The Purposes Behind Training
Before we dive into training we must define the training itself. There are three main pillars that make up running performance (2):
VO2 Max- maximal oxygen uptake
Lactate Threshold- the point at which lactic acid builds exponentially
Running Economy- efficiency of running (biomechanics, muscular etc.)
Now with everything defined, we need to look at how each one is improved. With VO2 max and lactate threshold we have to hit a certain intensity to improve (1).

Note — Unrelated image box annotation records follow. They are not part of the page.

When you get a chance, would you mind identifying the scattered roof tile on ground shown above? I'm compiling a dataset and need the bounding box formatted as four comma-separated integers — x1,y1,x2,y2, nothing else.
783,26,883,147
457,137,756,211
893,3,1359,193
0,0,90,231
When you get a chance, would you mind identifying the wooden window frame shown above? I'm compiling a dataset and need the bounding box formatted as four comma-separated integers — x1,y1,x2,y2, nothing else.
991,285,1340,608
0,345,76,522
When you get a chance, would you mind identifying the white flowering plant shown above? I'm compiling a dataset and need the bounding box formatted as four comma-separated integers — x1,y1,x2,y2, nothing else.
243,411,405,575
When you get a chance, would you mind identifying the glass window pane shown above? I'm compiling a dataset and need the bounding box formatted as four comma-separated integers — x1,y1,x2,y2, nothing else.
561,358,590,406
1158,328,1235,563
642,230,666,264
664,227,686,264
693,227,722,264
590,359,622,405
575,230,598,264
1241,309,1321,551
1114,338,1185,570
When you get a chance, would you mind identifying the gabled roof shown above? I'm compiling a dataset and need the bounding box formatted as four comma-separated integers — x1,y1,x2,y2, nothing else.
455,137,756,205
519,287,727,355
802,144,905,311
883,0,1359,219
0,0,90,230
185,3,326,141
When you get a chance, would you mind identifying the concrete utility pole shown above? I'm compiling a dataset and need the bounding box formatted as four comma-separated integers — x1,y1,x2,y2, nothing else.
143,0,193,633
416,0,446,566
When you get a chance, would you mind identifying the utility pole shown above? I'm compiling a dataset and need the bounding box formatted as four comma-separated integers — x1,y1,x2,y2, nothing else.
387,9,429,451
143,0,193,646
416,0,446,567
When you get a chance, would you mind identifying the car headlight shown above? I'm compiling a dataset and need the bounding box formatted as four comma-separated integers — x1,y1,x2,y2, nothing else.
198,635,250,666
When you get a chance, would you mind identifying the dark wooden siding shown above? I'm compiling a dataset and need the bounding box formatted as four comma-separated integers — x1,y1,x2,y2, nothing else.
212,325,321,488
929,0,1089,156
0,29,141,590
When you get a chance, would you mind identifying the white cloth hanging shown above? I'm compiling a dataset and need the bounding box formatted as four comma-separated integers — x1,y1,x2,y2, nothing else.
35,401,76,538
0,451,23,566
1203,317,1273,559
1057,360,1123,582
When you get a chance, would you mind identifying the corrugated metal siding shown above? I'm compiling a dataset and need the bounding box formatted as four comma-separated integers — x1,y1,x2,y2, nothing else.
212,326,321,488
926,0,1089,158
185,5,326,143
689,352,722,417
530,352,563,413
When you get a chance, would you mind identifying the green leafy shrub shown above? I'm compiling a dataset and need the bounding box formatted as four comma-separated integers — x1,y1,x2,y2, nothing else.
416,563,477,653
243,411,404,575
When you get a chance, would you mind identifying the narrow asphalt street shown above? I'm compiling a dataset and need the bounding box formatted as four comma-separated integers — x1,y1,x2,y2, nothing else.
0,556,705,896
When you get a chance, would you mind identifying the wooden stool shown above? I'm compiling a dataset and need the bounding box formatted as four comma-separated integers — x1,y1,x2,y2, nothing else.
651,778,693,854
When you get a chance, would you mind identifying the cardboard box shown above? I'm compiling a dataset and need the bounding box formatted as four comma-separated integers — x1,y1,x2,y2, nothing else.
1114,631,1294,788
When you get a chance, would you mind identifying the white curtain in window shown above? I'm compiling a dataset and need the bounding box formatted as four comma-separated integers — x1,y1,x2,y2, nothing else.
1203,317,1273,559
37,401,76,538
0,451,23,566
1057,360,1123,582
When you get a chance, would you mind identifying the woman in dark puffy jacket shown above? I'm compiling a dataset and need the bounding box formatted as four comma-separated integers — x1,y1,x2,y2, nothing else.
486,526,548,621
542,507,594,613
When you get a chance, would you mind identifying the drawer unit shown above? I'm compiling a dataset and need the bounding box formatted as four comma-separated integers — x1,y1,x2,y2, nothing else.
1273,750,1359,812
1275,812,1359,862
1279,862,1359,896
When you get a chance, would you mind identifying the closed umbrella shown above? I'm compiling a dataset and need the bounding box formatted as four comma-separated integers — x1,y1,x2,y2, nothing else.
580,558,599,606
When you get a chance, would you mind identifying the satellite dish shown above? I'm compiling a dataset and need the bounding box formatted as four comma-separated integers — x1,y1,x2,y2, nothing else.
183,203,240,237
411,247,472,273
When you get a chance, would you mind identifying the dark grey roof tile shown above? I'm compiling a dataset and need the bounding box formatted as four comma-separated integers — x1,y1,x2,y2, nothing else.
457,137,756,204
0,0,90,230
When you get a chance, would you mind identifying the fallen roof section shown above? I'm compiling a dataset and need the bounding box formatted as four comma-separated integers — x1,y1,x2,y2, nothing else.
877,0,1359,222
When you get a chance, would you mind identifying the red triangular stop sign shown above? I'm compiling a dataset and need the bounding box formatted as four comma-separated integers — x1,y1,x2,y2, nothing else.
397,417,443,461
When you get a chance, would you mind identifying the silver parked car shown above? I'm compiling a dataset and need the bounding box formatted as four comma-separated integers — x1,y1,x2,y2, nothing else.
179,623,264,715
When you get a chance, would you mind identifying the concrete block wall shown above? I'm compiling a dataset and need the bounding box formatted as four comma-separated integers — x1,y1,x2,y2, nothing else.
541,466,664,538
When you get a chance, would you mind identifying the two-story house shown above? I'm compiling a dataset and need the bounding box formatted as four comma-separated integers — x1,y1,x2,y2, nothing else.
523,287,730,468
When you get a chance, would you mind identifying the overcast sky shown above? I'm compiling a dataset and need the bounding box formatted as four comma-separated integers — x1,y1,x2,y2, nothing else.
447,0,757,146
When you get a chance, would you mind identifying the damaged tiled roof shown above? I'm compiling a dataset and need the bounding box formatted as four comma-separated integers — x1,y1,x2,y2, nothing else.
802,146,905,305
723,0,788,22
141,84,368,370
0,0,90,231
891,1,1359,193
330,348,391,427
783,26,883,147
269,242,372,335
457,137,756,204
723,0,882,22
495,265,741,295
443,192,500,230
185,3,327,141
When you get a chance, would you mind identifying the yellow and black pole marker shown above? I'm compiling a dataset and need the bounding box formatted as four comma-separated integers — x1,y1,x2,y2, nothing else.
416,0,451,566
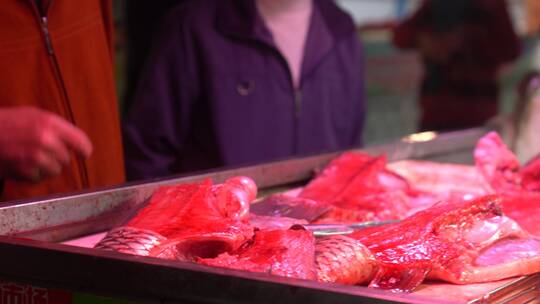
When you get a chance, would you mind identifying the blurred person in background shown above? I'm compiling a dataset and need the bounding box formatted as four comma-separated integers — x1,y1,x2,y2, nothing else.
124,0,364,179
393,0,521,131
0,0,124,200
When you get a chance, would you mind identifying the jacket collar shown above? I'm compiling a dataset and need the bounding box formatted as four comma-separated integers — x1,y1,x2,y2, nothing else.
216,0,355,40
215,0,355,85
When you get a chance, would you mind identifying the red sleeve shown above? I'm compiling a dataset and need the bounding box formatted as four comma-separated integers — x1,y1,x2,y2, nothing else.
465,0,521,64
99,0,114,62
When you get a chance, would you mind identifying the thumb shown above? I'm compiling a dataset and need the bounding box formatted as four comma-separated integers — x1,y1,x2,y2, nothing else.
49,117,93,158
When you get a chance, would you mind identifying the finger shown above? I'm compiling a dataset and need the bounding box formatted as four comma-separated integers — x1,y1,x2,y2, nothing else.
41,131,70,166
33,151,62,181
48,117,93,157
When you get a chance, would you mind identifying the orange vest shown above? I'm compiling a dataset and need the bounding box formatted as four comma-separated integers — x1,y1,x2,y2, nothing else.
0,0,124,200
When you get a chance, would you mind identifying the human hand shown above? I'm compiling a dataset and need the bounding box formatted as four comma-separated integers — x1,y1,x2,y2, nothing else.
0,107,92,182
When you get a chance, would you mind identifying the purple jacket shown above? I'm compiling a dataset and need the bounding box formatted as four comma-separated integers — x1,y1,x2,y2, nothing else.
124,0,365,179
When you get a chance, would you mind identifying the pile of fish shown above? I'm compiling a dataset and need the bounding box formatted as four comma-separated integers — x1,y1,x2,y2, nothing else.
96,133,540,292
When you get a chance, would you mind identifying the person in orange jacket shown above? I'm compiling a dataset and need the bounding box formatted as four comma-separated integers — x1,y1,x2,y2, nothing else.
0,0,124,200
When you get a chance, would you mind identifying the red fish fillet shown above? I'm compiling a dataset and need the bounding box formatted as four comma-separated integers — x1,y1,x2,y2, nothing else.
351,196,540,291
474,132,523,193
198,229,316,280
96,177,256,260
315,235,377,285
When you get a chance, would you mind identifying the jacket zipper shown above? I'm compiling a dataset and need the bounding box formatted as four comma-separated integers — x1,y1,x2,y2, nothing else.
30,0,90,188
294,88,302,120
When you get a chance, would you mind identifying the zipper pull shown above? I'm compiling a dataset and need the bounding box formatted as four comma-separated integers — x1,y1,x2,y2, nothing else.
41,16,54,55
294,90,302,119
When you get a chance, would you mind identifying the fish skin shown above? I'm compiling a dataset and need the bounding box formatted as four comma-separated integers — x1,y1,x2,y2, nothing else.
315,235,377,285
299,152,413,224
197,229,317,280
349,195,540,292
94,227,166,256
474,132,523,193
298,152,373,203
96,177,256,261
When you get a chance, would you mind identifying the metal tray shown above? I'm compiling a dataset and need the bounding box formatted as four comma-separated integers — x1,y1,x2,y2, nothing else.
0,129,540,303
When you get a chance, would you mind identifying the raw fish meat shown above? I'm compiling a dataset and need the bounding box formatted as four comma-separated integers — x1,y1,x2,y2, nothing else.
249,214,308,230
96,177,257,260
344,196,540,292
315,235,377,285
299,152,412,223
198,229,317,280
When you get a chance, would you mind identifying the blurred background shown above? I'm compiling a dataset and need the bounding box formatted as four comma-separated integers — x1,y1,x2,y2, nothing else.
114,0,540,145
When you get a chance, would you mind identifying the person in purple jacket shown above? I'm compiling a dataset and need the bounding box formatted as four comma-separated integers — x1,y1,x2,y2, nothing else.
124,0,365,180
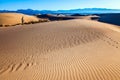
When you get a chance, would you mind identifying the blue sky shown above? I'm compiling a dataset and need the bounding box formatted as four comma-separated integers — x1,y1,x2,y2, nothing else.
0,0,120,10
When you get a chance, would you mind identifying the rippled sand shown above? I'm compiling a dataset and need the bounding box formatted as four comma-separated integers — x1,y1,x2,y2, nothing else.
0,19,120,80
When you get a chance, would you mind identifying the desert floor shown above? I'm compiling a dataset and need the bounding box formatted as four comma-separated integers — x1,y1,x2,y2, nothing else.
0,19,120,80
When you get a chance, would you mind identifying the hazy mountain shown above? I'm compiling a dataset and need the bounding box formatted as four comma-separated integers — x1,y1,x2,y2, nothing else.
0,8,120,15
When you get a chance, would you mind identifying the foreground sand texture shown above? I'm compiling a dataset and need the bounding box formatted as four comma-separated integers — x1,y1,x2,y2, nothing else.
0,19,120,80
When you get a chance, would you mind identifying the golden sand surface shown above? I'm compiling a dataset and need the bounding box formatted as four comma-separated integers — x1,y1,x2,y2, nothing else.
0,19,120,80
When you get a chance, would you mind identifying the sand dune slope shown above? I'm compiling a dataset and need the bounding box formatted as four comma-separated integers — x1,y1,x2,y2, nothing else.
0,19,120,80
0,13,39,26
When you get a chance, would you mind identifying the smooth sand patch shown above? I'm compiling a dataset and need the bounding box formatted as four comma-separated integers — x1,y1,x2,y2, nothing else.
0,19,120,80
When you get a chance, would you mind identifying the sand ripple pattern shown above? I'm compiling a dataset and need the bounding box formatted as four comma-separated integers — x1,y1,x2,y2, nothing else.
0,20,120,80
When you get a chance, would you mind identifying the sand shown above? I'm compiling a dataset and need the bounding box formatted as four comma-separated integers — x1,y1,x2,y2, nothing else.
0,13,39,27
0,19,120,80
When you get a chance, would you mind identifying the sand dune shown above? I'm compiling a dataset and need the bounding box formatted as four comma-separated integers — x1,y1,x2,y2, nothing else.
0,13,39,26
0,19,120,80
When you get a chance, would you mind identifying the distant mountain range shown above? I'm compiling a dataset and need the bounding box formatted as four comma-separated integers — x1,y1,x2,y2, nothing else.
0,8,120,15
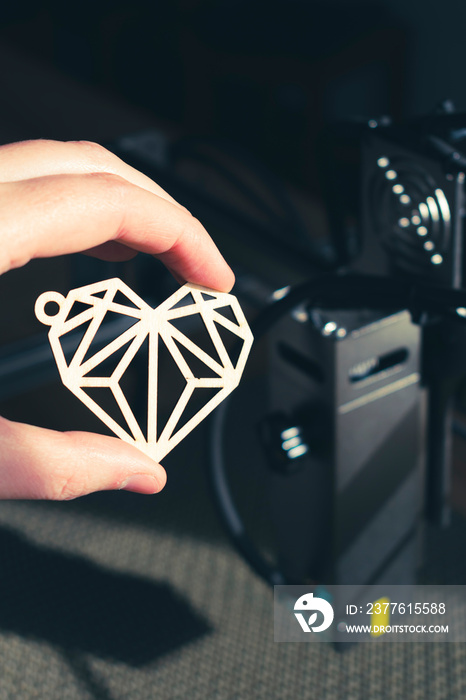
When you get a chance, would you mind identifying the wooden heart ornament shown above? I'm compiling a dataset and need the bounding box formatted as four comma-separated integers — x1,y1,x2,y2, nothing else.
35,279,253,461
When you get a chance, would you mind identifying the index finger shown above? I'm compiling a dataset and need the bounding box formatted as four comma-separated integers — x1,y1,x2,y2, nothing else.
0,173,234,292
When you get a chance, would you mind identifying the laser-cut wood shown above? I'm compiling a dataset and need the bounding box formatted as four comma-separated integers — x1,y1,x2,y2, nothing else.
35,278,253,461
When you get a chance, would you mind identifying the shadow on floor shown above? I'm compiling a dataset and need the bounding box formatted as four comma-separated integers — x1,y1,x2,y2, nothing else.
0,528,211,666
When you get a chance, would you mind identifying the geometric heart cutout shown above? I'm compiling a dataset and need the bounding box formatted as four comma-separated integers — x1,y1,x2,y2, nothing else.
35,278,253,461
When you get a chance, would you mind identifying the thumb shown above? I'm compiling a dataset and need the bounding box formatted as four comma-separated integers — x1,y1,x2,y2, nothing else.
0,418,166,500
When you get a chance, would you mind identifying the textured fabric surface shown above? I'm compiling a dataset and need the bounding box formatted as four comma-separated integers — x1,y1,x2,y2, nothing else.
0,432,466,700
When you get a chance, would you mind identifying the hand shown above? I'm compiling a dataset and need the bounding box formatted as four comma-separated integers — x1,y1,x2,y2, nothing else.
0,141,234,500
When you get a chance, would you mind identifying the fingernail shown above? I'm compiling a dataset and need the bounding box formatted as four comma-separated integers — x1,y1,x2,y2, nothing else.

A simple jog will never improve either of them, just like lifting light weights won’t make us stronger. However, running economy is much different. Running economy is based on repetitions and has very little to do with intensity. This should make sense as it’s exactly how we learn anything new. For example, if you were learning to play guitar, would how hard or intense you attempted to play make you better? No, but the amount of time and reps you spent learning is what will make the difference between novice and expert.
With each element and improvement defined, we can begin to layout our training. A typical training week will have two high intensity workouts, a long run and recovery/easy days. So we have to use the performance metrics and how they improve us as runners to purposefully build our week. The point of high intensity workouts is to get faster, by improving VO2 max and lactate threshold. This means that we want to be as fresh as possible for these days to maximize our potential for improvement in performance. Our long run is meant to improve our endurance which means it’s all about time on feet and reps and intensity really doesn’t matter. Finally with recovery and easy days our focus has to be to allow our muscles and bones to recover and decrease our training stress. This allows us to perform our best during the workouts that make the most difference in our performance- high intensity days. Make sure you take these days nice and slow because they could hurt you in the long run if you take them fast.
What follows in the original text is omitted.